Review: Something Is About to Happen

The title of this Spanish drama has less to do with the mechanics of the story than with the expectations of the viewer. Director Antonio Méndez Esparza, adapting a novel, concentrates on the everyday concerns of an average citizen named Lucia (Malena Alterio), a woman of unremarkable appearance, passable social skills, and an attitude of what’s in it for me. Which isn’t to say she’s mercenary or cynical; only that her appetites are the only thing that keep her interested in life. When we meet her, she’s the IT specialist at a company that offers dental plans. Her boss is immediately pegged as a creep when Lucia has lunch with a former colleague who left the company because of some questionable actions on the part of the boss, but those concerns pass under the proverbial bridge when the whole company goes under due to disastrous, possibly illegal investment decisions on the part of management. Lucia is out of a job.

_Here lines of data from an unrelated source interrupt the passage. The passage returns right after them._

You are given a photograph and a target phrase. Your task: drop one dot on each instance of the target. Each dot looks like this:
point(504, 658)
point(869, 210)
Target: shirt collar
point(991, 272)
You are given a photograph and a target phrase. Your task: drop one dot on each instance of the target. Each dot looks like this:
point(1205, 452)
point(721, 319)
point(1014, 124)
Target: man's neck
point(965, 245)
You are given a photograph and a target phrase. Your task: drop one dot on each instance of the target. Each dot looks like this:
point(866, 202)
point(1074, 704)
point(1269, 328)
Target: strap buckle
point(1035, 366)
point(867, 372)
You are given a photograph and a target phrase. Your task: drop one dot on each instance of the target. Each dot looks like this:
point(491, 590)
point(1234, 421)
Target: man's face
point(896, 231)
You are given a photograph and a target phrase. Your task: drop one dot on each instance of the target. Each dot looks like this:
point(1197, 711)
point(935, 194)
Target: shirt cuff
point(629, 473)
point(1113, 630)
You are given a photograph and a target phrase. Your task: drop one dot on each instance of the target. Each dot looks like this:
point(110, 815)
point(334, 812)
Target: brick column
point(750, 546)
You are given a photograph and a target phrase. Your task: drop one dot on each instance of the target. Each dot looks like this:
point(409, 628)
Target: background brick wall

Admitting to herself that she can’t work in an office any more, she studies for a taxi license and uses her savings to purchase a used cab. In the meantime, she makes the acquaintance of a handsome neighbor who lives upstairs in her apartment building. She’s drawn to knock on his door after hearing him play Pavarotti’s rendition of the aria “Nessun Dorma” from Turandot. Not knowing anything about opera, she isn’t clued in when the handsome stranger (Rodrigo Poisón) introduces himself as Calaf, who is the prince in Turandot. Esparza keeps the Turandot references coming for the rest of the movie as Lucia’s romance with Calaf, who turns out to be a theater actor, ends abruptly with no explanation from him. Though we expect Lucia to be destroyed she takes it in stride since she’s worldly enough to understand that sex doesn’t mean as much as people think it does. However, over the coming weeks she meets fares in her cab who have associations with her former lover, and eventually comes to realize that she is somewhat popular among a certain coterie of creative types, which at first flatters her and later makes her wonder if she’s being used. And then her old boss, drunk and abusive as ever, gets into her cab one night and she acts on her sudden feelings of resentment.

Though Something Is About to Happen doesn’t scan as a thriller, its mounting sense of nervous anticipation gets under your skin. The lynch pin is Lucia. It takes time to fall under her charismatic spell since she is not what you would call conventionally beautiful and has a tendency to make up stories about herself. And yet she wields her sexuality with a confidence that’s disarming. In the end, her self-assurance doesn’t save her and she falls off the deep end emotionally. Esparza doesn’t let us stick around long enough to learn if she hits the ground too hard or picks herself up and dusts herself off, but if it’s the latter, you’ll feel sorry for anyone who gets on her wrong side. 

In Spanish. Opens Oct. 31 in Tokyo at Human Trust Cinema Shibuya (03-5468-5551), Shinjuku Cinema Qualite (03-3352-5645).